In my last post, I focused on loyalty mainly in the context of a contract. In a contract one will stay loyal so long as the other party is living up to their end of the deal. In a covenant, however, one will stay loyal so long as the other party is still alive, and perhaps even beyond that as Rosenstock-Huessy suggests above.
There are three main differences between covenants and contracts as Rosenstock-Huesy lists in the quote…
- A contract will have the duties listed for both parties at the beginning of the arrangement. Once those duties are fulfilled, the contract is over. The duties of a covenant are ever changing as the covenant is an unending agreement. What the parties agree to at the start of the covenant is to stay loyal to the covenant.
- Contracts must be temporary. Covenants must be permanent.
- In a contract my motives are purely selfish as I try to get as much as possible out of the deal, and I try to change as little as possible while satisfying my duties in the deal. In a covenant, I give up my selfish ambitions for the sake of the other party. I do change in the present and over time in order to meet the needs of my partner.
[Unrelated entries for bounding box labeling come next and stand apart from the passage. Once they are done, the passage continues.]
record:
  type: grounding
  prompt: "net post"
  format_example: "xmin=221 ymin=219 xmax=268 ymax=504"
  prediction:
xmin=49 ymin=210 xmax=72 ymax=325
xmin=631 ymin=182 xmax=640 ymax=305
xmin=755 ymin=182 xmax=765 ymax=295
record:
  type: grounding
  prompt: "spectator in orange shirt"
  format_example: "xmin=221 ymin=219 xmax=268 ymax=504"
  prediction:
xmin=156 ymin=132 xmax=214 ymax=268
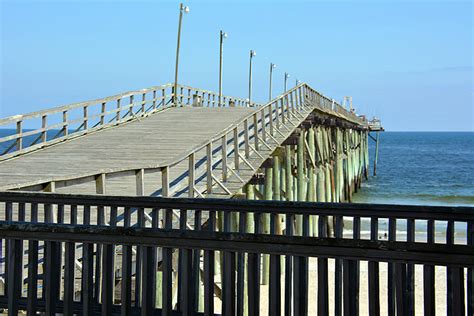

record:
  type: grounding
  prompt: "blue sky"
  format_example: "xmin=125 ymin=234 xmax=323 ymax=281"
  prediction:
xmin=0 ymin=0 xmax=474 ymax=131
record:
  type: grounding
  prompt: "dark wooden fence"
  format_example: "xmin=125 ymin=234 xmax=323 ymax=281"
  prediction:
xmin=0 ymin=192 xmax=474 ymax=315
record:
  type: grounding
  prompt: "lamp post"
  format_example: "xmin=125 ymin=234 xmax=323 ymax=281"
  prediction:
xmin=268 ymin=63 xmax=276 ymax=101
xmin=219 ymin=30 xmax=227 ymax=107
xmin=285 ymin=72 xmax=290 ymax=92
xmin=173 ymin=3 xmax=189 ymax=106
xmin=248 ymin=49 xmax=257 ymax=106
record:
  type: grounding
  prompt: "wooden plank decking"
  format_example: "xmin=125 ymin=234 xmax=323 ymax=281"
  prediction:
xmin=0 ymin=107 xmax=255 ymax=194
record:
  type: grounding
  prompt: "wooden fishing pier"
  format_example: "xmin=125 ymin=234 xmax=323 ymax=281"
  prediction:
xmin=0 ymin=83 xmax=474 ymax=315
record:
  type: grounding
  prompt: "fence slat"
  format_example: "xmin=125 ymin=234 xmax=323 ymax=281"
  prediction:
xmin=423 ymin=220 xmax=436 ymax=315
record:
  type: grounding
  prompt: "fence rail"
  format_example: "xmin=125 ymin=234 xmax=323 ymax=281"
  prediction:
xmin=0 ymin=192 xmax=474 ymax=315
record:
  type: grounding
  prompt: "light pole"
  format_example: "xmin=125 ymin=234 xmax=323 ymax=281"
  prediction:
xmin=268 ymin=63 xmax=276 ymax=101
xmin=248 ymin=49 xmax=257 ymax=106
xmin=219 ymin=30 xmax=227 ymax=106
xmin=173 ymin=3 xmax=189 ymax=106
xmin=285 ymin=72 xmax=290 ymax=92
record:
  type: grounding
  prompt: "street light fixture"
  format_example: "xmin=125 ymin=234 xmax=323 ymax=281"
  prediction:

To stay loyal in a covenant is entirely up to me. I commit myself to my partner even if he/she cannot fulfill his/her duties.
Not all covenants are created equal. Not all relationships must be covenants. That isn’t even realistic. Sometimes a contract makes more sense. Don’t enter into a contract and then hold the other party to the conditions of a covenant. If you’re expected to fulfill certain duties in exchange for the resources of the other party, don’t get angry when, as you neglect your duties, you don’t receive their resources. Don’t enter into a covenant and treat it as a contract. If your wife breaks her leg and can’t cook for six weeks, that doesn’t mean you don’t have to fulfill your husbandly duties for those weeks.
I’ve noticed that when politics get ugly within an organization sometimes it is because there is not a clear definition of the relationship. One party thinks they’re in a covenant, while the other thinks they’re in a contract. Or, they both agree what kind of relationship they’re in, but the definitions of contract and covenant are not clearly known by one or both parties.
I’ve heard before that the difference between a contract and covenant is that a contract is 50/50, while a covenant is 100/100. But actually, a contract is 100/100 too. The difference is what the 100 refers to and for how long.
Enter a contract when…
- …you want to pursue your own agenda and you need someone else’s resources to do so.
- …you don’t want to be attached to the other party indefinitely.
- …you want to be free from your obligation if the other party does not fulfill theirs.
Enter a covenant when…
- …you want the other party to prosper over and above yourself.
- …you want a life long relationship, for better or for worse.
- …you’re willing to uphold the covenant, and its purpose, even when your partner cannot do the same.
Obviously, contracts and covenants are quite different, and you don’t want to enter into one when you should be entering into the other. Know what you want first and choose wisely.